I hear you Parker Phoenix! I'm like you and a ton of other folks hoping that the oil will miss that area!


----------



## grouper throat (Jun 21, 2010)

Good for y'all. We got a limit in front of Dekle Beach and I jumped in by the marsh grass and shot a few mullet for dinner. I did notice the beaches weren't nearly as busy as usual due to the oil spill. Normally when we get up in the morning of the scallop opener you can look out the window and boats will be crowded everywhere before 10am- not this year....


----------



## Hit-n-Miss (Jun 21, 2010)

bryant1 said:


> Good for y'all. We got a limit in front of Dekle Beach and I jumped in by the marsh grass and shot a few mullet for dinner. I did notice the beaches weren't nearly as busy as usual due to the oil spill. Normally when we get up in the morning of the scallop opener you can look out the window and boats will be crowded everywhere before 10am- not this year....


 I wondered about that area we went south but scallop where you were as well. What was the size there? We got a 1/2gal yield from our 8 gallons. We spent 2 hours getting our limit. How was it at Dekle? Wish I had a spear gun, I floated over 4 flounder. One was 24" long.


----------



## trkyhntr70 (Jun 21, 2010)

great trip!


----------



## grouper throat (Jun 22, 2010)

Hit-n-Miss said:


> I wondered about that area we went south but scallop where you were as well. What was the size there? We got a 1/2gal yield from our 8 gallons. We spent 2 hours getting our limit. How was it at Dekle? Wish I had a spear gun, I floated over 4 flounder. One was 24" long.



I'm thinking we got between 8-10 gallons (with 5 ppl in the boat) and we split the cleaned scallops so I'm not really sure how much meat we had. The scallops I cleaned had big chunks of meat in them which I was really surprised at for this early in the season. My father in law and I were the only scallopers and we got our limit in a few hours.

If you want to shoot those flounder here's what I would prefer to shoot with a paralyzer tip-http://en.wikipedia.org/wiki/Hawaiian_sling. There's even sites on the net to make your own. 
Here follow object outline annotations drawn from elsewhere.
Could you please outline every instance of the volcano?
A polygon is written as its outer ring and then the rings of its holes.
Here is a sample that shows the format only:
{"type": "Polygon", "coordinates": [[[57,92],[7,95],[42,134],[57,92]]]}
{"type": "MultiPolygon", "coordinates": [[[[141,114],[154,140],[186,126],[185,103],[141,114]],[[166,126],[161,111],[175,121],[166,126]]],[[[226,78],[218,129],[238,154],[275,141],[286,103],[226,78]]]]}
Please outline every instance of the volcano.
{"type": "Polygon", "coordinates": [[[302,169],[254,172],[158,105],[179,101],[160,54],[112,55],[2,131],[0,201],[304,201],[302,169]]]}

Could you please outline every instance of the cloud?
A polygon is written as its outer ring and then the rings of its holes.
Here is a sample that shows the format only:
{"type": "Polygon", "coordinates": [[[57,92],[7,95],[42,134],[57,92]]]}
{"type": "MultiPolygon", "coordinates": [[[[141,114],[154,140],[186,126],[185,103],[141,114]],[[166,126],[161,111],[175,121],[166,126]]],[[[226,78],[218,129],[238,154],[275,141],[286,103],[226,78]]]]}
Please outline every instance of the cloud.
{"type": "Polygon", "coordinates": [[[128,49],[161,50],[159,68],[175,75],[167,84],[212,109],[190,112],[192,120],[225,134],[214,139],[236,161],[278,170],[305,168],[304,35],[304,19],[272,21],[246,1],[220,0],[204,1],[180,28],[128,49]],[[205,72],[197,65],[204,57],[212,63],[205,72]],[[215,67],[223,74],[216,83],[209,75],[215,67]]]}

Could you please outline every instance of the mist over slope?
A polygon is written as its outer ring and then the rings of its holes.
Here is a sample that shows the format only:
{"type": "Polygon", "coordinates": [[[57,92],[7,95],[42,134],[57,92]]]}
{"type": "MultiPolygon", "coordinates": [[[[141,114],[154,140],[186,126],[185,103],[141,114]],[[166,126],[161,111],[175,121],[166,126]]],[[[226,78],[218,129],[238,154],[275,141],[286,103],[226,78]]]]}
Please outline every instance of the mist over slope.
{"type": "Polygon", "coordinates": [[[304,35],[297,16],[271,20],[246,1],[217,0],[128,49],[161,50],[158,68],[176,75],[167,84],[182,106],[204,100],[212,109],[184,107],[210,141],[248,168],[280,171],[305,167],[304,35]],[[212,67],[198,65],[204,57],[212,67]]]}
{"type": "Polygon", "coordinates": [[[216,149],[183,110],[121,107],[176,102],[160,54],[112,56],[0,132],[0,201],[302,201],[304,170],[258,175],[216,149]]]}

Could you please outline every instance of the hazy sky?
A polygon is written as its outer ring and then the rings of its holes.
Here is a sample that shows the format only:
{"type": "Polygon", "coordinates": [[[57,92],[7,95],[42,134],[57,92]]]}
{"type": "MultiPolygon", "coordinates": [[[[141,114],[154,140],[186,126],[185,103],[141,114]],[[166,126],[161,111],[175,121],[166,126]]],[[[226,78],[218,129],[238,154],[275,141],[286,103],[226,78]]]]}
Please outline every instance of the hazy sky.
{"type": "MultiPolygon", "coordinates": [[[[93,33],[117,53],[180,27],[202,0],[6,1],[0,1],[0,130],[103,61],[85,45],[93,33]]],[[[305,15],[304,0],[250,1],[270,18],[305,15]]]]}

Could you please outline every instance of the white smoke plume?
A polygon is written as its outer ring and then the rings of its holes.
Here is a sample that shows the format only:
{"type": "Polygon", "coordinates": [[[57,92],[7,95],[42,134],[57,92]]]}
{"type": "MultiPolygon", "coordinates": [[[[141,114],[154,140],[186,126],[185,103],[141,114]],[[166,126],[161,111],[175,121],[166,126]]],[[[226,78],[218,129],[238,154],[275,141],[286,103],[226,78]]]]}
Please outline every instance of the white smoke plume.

My pneumatic speargun (made for shooting long distances) will  ruin alot of the meat so these are what I would recommend. I 'm hoping to shoot a few flounder next weekend myself. I love stuffed flounder


----------



## Hit-n-Miss (Jun 22, 2010)

How much is a Hawaiian sling? I made a hand spear but have not used it successfully yet.


----------



## grouper throat (Jun 22, 2010)

Hit-n-Miss said:


> How much is a Hawaiian sling? I made a hand spear but have not used it successfully yet.


 $70-$130 depending on length and the company. There's also pole spears you can use. Google Florida Freedivers and check there if you're interested.


----------